The idea of addInstantiatedParametersToScope is so that we can instantiate the body of the function, and refer to the parameters based on the 'old' var decls. That is, if the body of 'f' contained a reference to the version in the primary template, it would get the correct parameter, post instantiation (there is a Decl to Decl association container).

The goofy part there is either the explicit instantiation (I didn't think we needed to do addInstantiatedParametersToScope when explicitly instantiating?!), or the recursive instantiation there. Typically we'd notice that f is already being instantiated and skip it I think?

Its ALSO strange that we're renaming the variable, even in cases where it already has a name? It might be interesting to see what happens if we only do that if it is unnamed? ALSO-ALSO strange that our association is by name, which we are typically pretty smart about being mutable.

EDIT: AH, wait, the storing by name isn't weird, when we consider that is an Identifier Resolver, intending to get from the identifer to the variable. So something else is amiss here.

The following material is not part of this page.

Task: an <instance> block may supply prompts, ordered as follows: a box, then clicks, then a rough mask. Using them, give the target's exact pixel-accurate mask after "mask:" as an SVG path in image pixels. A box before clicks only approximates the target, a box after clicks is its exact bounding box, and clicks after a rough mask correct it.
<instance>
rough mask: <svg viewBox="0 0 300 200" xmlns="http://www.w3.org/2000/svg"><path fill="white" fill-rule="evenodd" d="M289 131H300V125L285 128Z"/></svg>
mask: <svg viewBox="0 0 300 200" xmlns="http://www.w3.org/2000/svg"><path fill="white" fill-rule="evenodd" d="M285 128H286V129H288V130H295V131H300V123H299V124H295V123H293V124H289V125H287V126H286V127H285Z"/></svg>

shafik commented 1 year ago

CC @zygoloid your commit was mentioned above: https://github.com/llvm/llvm-project/commit/a5569f089844209dbea2e3241460173d7b6b1420

ChrisZRJ commented 4 days ago

The idea of addInstantiatedParametersToScope is so that we can instantiate the body of the function, and refer to the parameters based on the 'old' var decls. That is, if the body of 'f' contained a reference to the version in the primary template, it would get the correct parameter, post instantiation (there is a Decl to Decl association container).

The goofy part there is either the explicit instantiation (I didn't think we needed to do addInstantiatedParametersToScope when explicitly instantiating?!), or the recursive instantiation there. Typically we'd notice that f is already being instantiated and skip it I think?

Its ALSO strange that we're renaming the variable, even in cases where it already has a name? It might be interesting to see what happens if we only do that if it is unnamed? ALSO-ALSO strange that our association is by name, which we are typically pretty smart about being mutable.

EDIT: AH, wait, the storing by name isn't weird, when we consider that is an Identifier Resolver, intending to get from the identifer to the variable. So something else is amiss here.

I had the same problem on dealii. The original commit https://github.com/llvm/llvm-project/commit/a5569f089844209dbea2e3241460173d7b6b1420 seems to fix the scenario of "Default arguments refer to parameters of the same function". In this case, the result of Expr *PatternExpr = Param->getUninstantiatedDefaultArg(); is the kind of CXXUnresolvedConstructExpr, and the above case is not.

So i add a conditon isa<CXXUnresolvedConstructExpr>(PatternExpr) berfore calling the addInstantiatedParametersToScope, it seems to work.

I am wondering is this enough to make addInstantiatedParametersToScope work only under the idea of https://github.com/llvm/llvm-project/commit/a5569f089844209dbea2e3241460173d7b6b1420.